The action by U.S. District Judge Charles Breyer in San Francisco marked the latest development in a scandal that has rocked VW since it admitted in September 2015 using secret software in its diesel cars to cheat exhaust emissions tests and make them appear cleaner than they really were.
Under the settlement, Volkswagen agreed to spend up to $10.03 billion on the buybacks and owner compensation and $4.7 billion on programs to offset excess emissions and boost zero-emission vehicle infrastructure and other clean vehicle projects.
“Final approval of the 2.0-liter TDI settlement is an important milestone in our journey to making things right in the United States, and we appreciate the efforts of all parties involved in this process," Hinrich Woebcken, CEO of Volkswagen Group of America, said in a statement on Tuesday.
"Volkswagen is committed to ensuring that the program is now carried out as seamlessly as possible for our affected customers and has devoted significant resources and personnel to making their experience a positive one,” he said.
The affected vehicles emit up to 40 times legally allowable pollution levels. Volkswagen may also be allowed to repair vehicles if regulators approve fixes.
In total, Volkswagen has agreed to date to spend up to $16.5 billion in connection with the diesel-emissions scandal, including payments to dealers, states and attorneys for owners. The scandal rattled VW's global business, harmed its reputation and prompted the ouster of CEO Martin Winterkorn a year ago.
The automaker still faces billions more in costs to address 85,000 polluting 3.0-liter vehicles and U.S. Justice Department fines for violating clean air laws. It also faces lawsuits from at least 16 U.S. states for additional claims that could hike the company's overall costs.
Breyer turned away objections from owners who thought the settlement did not provide enough money, saying the agreement "adequately and fairly compensates" owners. In addition to the pre-scandal "trade in" value of the vehicle, owners will also receive $5,100 to $10,000 in additional compensation.
"Given the risks of prolonged litigation, the immediate settlement of this matter is far preferable," Breyer wrote.
Volkswagen agreed to make up to $1.21 billion in payments to 652 U.S. VW brand dealers and $600 million to 44 U.S. states to address some state claims.
To date, nearly 340,000 owners have registered to take part in the settlement, and only about 3,500 owners have opted out.
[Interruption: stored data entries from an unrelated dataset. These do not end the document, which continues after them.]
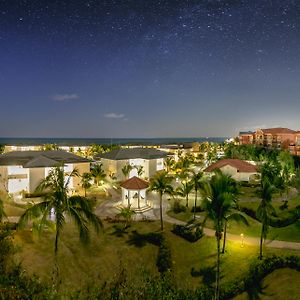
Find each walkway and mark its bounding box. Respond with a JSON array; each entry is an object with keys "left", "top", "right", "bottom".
[
  {"left": 102, "top": 189, "right": 300, "bottom": 251},
  {"left": 163, "top": 212, "right": 300, "bottom": 251}
]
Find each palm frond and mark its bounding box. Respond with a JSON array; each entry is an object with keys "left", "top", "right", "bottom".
[
  {"left": 18, "top": 201, "right": 51, "bottom": 229},
  {"left": 227, "top": 211, "right": 249, "bottom": 226}
]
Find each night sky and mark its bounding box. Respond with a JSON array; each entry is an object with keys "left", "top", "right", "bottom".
[{"left": 1, "top": 0, "right": 300, "bottom": 138}]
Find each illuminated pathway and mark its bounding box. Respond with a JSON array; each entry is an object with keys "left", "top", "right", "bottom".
[{"left": 163, "top": 214, "right": 300, "bottom": 251}]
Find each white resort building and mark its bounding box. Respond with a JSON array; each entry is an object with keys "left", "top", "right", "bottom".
[
  {"left": 0, "top": 150, "right": 90, "bottom": 196},
  {"left": 94, "top": 148, "right": 167, "bottom": 181}
]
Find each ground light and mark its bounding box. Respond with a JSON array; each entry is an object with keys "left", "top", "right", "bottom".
[{"left": 240, "top": 233, "right": 245, "bottom": 248}]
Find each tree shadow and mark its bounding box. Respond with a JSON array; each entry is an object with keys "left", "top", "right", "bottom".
[
  {"left": 245, "top": 277, "right": 271, "bottom": 300},
  {"left": 191, "top": 266, "right": 216, "bottom": 288},
  {"left": 110, "top": 224, "right": 128, "bottom": 237},
  {"left": 126, "top": 230, "right": 162, "bottom": 248}
]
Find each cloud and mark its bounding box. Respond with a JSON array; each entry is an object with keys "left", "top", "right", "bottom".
[
  {"left": 52, "top": 94, "right": 79, "bottom": 101},
  {"left": 104, "top": 112, "right": 125, "bottom": 119}
]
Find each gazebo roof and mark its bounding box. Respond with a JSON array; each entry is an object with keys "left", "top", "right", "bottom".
[{"left": 120, "top": 176, "right": 149, "bottom": 190}]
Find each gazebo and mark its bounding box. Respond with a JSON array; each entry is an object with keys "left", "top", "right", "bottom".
[{"left": 120, "top": 176, "right": 150, "bottom": 211}]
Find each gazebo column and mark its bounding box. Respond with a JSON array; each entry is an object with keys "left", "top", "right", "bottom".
[
  {"left": 127, "top": 190, "right": 130, "bottom": 208},
  {"left": 138, "top": 190, "right": 140, "bottom": 209}
]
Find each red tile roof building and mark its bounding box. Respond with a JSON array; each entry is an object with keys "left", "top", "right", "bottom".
[
  {"left": 239, "top": 128, "right": 300, "bottom": 155},
  {"left": 204, "top": 159, "right": 259, "bottom": 182}
]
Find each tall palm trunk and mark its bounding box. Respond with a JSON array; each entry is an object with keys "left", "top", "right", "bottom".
[
  {"left": 215, "top": 228, "right": 221, "bottom": 300},
  {"left": 186, "top": 194, "right": 189, "bottom": 207},
  {"left": 193, "top": 189, "right": 197, "bottom": 220},
  {"left": 53, "top": 227, "right": 60, "bottom": 289},
  {"left": 160, "top": 192, "right": 163, "bottom": 231},
  {"left": 259, "top": 224, "right": 264, "bottom": 260},
  {"left": 222, "top": 219, "right": 227, "bottom": 254}
]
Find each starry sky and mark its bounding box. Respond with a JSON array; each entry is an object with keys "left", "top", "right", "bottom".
[{"left": 1, "top": 0, "right": 300, "bottom": 138}]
Volkswagen must fix or buy back 85 percent of the 475,000 vehicles under the agreement within two years or face additional costs.
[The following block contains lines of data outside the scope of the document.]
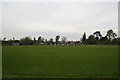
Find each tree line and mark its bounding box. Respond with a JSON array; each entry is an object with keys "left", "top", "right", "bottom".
[
  {"left": 81, "top": 29, "right": 119, "bottom": 45},
  {"left": 1, "top": 29, "right": 120, "bottom": 45}
]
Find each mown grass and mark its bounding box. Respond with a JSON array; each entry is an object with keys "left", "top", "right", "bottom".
[{"left": 2, "top": 45, "right": 118, "bottom": 78}]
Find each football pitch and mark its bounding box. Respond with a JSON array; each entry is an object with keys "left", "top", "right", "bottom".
[{"left": 2, "top": 45, "right": 118, "bottom": 78}]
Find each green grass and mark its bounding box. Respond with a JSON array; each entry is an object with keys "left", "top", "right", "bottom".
[{"left": 2, "top": 45, "right": 118, "bottom": 78}]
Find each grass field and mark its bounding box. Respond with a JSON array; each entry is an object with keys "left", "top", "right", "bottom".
[{"left": 2, "top": 45, "right": 118, "bottom": 78}]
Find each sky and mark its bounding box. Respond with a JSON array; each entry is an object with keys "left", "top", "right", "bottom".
[{"left": 1, "top": 1, "right": 118, "bottom": 41}]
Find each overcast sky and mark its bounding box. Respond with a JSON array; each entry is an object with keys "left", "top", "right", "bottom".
[{"left": 2, "top": 2, "right": 118, "bottom": 41}]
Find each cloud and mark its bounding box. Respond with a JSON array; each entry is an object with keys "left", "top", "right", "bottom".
[
  {"left": 2, "top": 2, "right": 118, "bottom": 40},
  {"left": 19, "top": 22, "right": 76, "bottom": 33},
  {"left": 1, "top": 0, "right": 119, "bottom": 2}
]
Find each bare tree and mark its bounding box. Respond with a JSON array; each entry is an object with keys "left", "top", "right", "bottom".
[
  {"left": 41, "top": 37, "right": 45, "bottom": 42},
  {"left": 20, "top": 36, "right": 32, "bottom": 45},
  {"left": 61, "top": 36, "right": 67, "bottom": 44}
]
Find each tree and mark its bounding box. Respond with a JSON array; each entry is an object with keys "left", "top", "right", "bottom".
[
  {"left": 41, "top": 37, "right": 45, "bottom": 42},
  {"left": 33, "top": 37, "right": 36, "bottom": 44},
  {"left": 20, "top": 36, "right": 32, "bottom": 45},
  {"left": 81, "top": 32, "right": 86, "bottom": 44},
  {"left": 3, "top": 38, "right": 6, "bottom": 41},
  {"left": 112, "top": 38, "right": 119, "bottom": 44},
  {"left": 2, "top": 38, "right": 7, "bottom": 45},
  {"left": 61, "top": 36, "right": 67, "bottom": 44},
  {"left": 13, "top": 38, "right": 15, "bottom": 41},
  {"left": 112, "top": 33, "right": 117, "bottom": 39},
  {"left": 33, "top": 37, "right": 36, "bottom": 41},
  {"left": 99, "top": 36, "right": 109, "bottom": 44},
  {"left": 38, "top": 36, "right": 41, "bottom": 42},
  {"left": 45, "top": 39, "right": 47, "bottom": 42},
  {"left": 93, "top": 31, "right": 102, "bottom": 40},
  {"left": 87, "top": 35, "right": 95, "bottom": 44},
  {"left": 106, "top": 29, "right": 117, "bottom": 41},
  {"left": 48, "top": 38, "right": 54, "bottom": 45},
  {"left": 55, "top": 35, "right": 60, "bottom": 45}
]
Under the Justice Department agreement, VW will provide $2 billion over 10 years to fund programs to promote construction of electric vehicle charging infrastructure, development of zero-emission ride-sharing fleets and other efforts to boost sales of cars that do not burn petroleum.
VW also agreed to put up $2.7 billion over three years to enable government agencies and agencies on Native American tribal lands to replace old buses or to fund infrastructure to reduce diesel emissions and award states about $600 million.
Volkswagen spokeswoman Jeannine Ginivan said the automaker expects to begin buying back vehicles in mid-November. The automaker has hired 900 people, including one to be stationed at each dealership, to handle buybacks.